For me DeMarco's work was so close to White's books like The Betty Book and The Unobstructed Universe there was a compelling sense of authenticity. White was writing in the first half of the 20th century and his style will not suit many readers now.

I like Jane Robert's Seth books for the same reason, and there are others as well.

I get the fascination for the NDE stuff, but it is still only trauma induced OOBEs - so OOBEs are the benchmark. And if you accept OOBEs you have to accept dead dudes talking back. This is where I want Skeptiko to go next (Alex, if you are reading, get an OOBE guy on soon).

There is an ecology, an environment that is consistently reported on - from the Tibetans to now. This isn't guesswork or speculation or metaphor. It is consistent and persistent and reliable reportage on the same theme.

How many folk have to go to France and report back the same thing before we think 'Okay, that is what France is like.' We don't need to send these reports to scientists or send a scientific mission to Paris to give us permission to accept the reports.

We really do need to understand that the 'doubts' are neither rational nor sensible but are planted in our minds by materialists who feed on uncertainty like vampires.

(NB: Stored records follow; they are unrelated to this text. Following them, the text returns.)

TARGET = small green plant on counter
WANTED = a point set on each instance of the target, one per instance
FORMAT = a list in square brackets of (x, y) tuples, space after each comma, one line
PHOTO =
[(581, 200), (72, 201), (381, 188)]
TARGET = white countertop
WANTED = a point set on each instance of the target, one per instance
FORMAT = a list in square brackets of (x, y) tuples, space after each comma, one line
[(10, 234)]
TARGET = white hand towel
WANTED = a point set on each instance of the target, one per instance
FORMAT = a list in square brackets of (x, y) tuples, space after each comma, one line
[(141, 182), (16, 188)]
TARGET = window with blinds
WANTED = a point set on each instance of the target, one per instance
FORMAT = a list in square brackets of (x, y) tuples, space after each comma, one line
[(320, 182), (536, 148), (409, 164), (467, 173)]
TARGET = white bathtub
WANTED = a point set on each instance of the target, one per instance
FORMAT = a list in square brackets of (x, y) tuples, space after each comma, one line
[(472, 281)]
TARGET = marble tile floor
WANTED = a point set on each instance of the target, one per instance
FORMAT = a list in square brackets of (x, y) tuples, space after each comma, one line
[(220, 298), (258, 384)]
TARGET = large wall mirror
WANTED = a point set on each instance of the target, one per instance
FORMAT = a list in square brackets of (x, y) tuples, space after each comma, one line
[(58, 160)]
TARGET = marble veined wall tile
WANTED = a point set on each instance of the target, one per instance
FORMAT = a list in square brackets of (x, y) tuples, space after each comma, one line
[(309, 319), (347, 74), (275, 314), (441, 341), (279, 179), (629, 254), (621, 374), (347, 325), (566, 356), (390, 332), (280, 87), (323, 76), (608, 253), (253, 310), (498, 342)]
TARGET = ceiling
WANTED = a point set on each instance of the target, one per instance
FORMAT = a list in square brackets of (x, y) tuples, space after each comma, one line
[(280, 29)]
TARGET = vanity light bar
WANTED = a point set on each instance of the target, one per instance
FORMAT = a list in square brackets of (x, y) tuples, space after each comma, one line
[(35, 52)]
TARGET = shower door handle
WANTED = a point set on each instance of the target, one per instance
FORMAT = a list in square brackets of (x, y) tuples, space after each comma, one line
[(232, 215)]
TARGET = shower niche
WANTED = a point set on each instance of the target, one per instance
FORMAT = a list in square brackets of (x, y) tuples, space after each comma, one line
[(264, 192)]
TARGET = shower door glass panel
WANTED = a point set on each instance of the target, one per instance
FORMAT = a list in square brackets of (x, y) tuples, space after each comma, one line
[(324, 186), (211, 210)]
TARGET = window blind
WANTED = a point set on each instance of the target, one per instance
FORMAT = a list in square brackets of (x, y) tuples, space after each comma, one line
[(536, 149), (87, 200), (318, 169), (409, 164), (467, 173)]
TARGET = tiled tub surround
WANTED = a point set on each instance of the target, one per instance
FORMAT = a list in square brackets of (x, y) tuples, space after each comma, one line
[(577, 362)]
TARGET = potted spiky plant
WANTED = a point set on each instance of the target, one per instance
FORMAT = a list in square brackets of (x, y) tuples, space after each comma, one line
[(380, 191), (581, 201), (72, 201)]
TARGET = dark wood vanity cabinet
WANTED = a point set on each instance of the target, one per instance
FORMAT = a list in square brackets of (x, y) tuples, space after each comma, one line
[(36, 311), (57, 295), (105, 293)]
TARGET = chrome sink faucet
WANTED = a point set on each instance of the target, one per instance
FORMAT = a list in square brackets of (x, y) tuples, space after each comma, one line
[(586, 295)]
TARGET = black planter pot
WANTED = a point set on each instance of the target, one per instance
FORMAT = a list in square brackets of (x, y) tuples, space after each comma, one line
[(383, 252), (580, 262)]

No! Damn it! I have been out of my body. It is real, and it is the very shore of an extraordinary adventure. Its where our gods, demons and many ET operate (maybe all - I don't know). Its the realer side of reality as we know it.
 
I remember reading one of Jurgen Ziewe's books and developing an uneasy sense that it was all a bit too glib, and he might be fantasising it all. Obviously if he really did manage to go OOB so extensively, his books, website, etc represent an incredibly valuable resource. Can anyone find a way to reassure me that this guy is for real?

David
 
Back to the original question for a moment. I was walking past a telly and this show was on. So I stopped for awhile and it seemed to be pretty much on the money in terms of what I have read. Its a couple of hours' worth of sensible examination of the Bible. The title is Christian Dilemmas - The Secret History of the Bible. The speakers seem to be credible academics.

 
I remember reading one of Jurgen Ziewe's books and developing an uneasy sense that it was all a bit too glib, and he might be fantasising it all. Obviously if he really did manage to go OOB so extensively, his books, website, etc represent an incredibly valuable resource. Can anyone find a way to reassure me that this guy is for real?

David
Now I am curious. I will take a look at him, I am not at all familiar with him.
 
I remember reading one of Jurgen Ziewe's books and developing an uneasy sense that it was all a bit too glib, and he might be fantasising it all. Obviously if he really did manage to go OOB so extensively, his books, website, etc represent an incredibly valuable resource. Can anyone find a way to reassure me that this guy is for real?

David

Had a very quick look - random moments of the BATGP interview. No alarm bells. Your reaction is understandable. After listening to Robert Monroe's books I had to go sit in a quiet place and adjust myself. I think dive in and try a number of informants. There should be essential continuity as well as things that make you feel really uncomfortable about allowing what you encounter is true.

This may also be interesting - http://www.iacworld.org/ (I know nothing about them - they just look interesting)
 
How about Bob Peterson? This guy walks the walk, he's done the practices and hes reviewed dozens of books on out of body experiences and written his own.
https://obeoutlook.blogspot.com/
Awesome thanks. I’m always on the lookout for new names to read about in the OBE/Astral community. I’ve resolved to attempt to Astral travel through my lucid dreams (which I on occasion have). It’s my understanding that lucid dreams are a great jumping point into the astral world. My ultimate goal is to contact my late mother and step-brother.